While classes have certainly been quite the challenge & experience, but it is my engagement as a pro-bono management consultant at Business Impact Group (BIG), a student-consulting firm under Michael G. Foster School of Business, that really made the past six-weeks quite the exuberating endeavour.
As a freshman consultant alongside four other senior core consultants, our team & I were assigned a rather unique company to work with, namely Super Potty Mommy. A one-woman-show LLC spearheaded by Kimberly Storment, mother SPM herself, who provides personalized, creative potty training and consulting services to children. Donned in purple spandex and a black cape as well as eye mask, SPM flies door-to-door to foster meaningful relationships with children she helps to get them to ditch the diaper & become professional potty poopers for life. She was just really getting started when Covid-19 hit; so it was up to us to devise her a game plan against all odds.
From the start, I sympathized deeply with Mrs Kimberly herself. She had a lot of faith in her business & I know for a fact that she wanted this endeavour of hers to be the only thing she pursued full-time. It dawned upon my team & I then at the start that we were responsible in not just devising a business strategy from scratch, but really taking the time to clearly define her brand’s offerings & identity in this vertical. Split into three (3) main sections, our proposal for SPM focused on laying out its future-proof operations, marketing, & finance architecture. For the purpose of this blog,
I will focus on the specific section I was in charge of helming, which is the financial plan for SPM.
Through diagnosing SPM’s specific circumstances & needs, I have learned to apply my conceptual knowledge on economics & finance for a legitimate operating business. To arrive at SPM’s pricing strategy, I mapped out Seattle’s population demographic, drilling down on the city’s population of children within the potential market’s relevant age range, as well as household income statistics and expenditure on diapers.

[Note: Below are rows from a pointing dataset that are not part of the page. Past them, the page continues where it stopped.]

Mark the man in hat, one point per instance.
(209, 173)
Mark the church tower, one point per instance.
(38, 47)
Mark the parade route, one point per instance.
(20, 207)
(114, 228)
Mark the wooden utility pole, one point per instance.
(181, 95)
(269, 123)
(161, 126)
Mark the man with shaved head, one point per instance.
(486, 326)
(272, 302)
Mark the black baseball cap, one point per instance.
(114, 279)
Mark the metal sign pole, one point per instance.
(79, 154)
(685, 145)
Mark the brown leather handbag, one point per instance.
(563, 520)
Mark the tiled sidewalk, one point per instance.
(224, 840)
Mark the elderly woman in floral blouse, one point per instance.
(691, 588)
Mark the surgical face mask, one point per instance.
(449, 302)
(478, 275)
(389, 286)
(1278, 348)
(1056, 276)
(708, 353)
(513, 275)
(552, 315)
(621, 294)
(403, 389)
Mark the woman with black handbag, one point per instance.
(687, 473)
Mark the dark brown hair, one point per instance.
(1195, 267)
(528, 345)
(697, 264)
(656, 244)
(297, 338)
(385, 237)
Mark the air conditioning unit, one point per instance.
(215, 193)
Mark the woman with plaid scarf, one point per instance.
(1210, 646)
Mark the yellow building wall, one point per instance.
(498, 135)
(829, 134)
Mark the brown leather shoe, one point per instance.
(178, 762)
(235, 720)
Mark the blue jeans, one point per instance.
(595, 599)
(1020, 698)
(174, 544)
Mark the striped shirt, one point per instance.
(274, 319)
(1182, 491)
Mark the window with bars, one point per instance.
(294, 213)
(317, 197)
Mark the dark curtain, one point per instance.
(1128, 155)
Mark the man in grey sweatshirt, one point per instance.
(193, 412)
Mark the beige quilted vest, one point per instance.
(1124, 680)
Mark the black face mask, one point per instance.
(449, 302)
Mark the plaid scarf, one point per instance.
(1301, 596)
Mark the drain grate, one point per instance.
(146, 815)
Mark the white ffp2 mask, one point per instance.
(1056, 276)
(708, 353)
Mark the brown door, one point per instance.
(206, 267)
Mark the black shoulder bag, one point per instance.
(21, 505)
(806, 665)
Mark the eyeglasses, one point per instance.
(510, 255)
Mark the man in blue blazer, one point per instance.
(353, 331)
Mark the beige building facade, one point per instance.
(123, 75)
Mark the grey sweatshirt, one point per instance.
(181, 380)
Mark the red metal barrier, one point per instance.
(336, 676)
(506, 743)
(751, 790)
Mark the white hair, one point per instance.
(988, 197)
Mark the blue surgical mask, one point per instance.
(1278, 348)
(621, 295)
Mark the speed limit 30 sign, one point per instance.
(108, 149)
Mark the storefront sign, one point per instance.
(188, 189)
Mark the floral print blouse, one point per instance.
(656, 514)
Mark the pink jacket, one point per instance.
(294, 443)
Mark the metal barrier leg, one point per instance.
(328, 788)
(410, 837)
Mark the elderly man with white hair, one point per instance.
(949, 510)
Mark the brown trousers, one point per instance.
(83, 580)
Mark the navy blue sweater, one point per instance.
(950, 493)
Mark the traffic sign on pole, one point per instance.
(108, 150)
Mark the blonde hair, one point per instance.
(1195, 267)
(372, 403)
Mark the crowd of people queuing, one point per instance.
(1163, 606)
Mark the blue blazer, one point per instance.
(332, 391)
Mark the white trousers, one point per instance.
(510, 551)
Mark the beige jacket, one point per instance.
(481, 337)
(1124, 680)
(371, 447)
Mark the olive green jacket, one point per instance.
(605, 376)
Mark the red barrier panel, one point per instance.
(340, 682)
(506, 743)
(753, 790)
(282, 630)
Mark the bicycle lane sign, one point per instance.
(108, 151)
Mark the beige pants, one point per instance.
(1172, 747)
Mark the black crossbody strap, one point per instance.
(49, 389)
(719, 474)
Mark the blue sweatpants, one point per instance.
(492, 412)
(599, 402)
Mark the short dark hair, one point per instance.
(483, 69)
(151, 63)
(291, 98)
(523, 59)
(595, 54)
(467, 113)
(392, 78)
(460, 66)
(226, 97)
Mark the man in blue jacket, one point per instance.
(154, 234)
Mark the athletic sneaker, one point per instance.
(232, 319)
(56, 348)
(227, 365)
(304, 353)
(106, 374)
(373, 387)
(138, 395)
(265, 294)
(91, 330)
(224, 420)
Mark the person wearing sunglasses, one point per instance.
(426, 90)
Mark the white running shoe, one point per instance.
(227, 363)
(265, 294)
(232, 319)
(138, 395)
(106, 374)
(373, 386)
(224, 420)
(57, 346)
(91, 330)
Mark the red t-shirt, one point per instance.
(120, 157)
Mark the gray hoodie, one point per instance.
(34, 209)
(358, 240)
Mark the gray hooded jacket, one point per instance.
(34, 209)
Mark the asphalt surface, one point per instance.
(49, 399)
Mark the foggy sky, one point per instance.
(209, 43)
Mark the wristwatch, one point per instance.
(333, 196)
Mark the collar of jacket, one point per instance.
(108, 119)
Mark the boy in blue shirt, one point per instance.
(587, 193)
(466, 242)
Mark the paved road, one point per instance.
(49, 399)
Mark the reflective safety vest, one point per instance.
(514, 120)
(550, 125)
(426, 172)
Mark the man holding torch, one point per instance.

By accounting for behaviours of parents with younger & older children, we decided to move forward with recommending a variable cost mechanism, charging less & more for parents with older & younger children under the age of five respectively, in order to entice parents to invest on SPM’s consulting service at a price that matches their opportunity cost of remaining amount of time left they must spend on diapers to service their children. As a newcomer in the potty training industry, SPM’s pricing strategy is crucial in being able to maximize their market acquisition, & needless to say, we are thrilled in being able to render a sensical pricing plan for her suite of service.
Needless to say, nosediving firsthand into practicing management consulting work to help SPM was both an eye-opener & exciting venture, as I benefitted in being able to stress-test my business acumen by doing meaningful work to help a local Seattle business thrive.
I came out of BIG thoroughly convinced that this will definitely not be my last involvement in management consulting, as I really look forward to being able to continue to put my knowledge in business to bettering the livelihood of others.
And I have Foster Consulting Program to thank for opening its door for me, an Indonesian student living his dream to learn & do meaningful work in the sphere of commerce in Washington.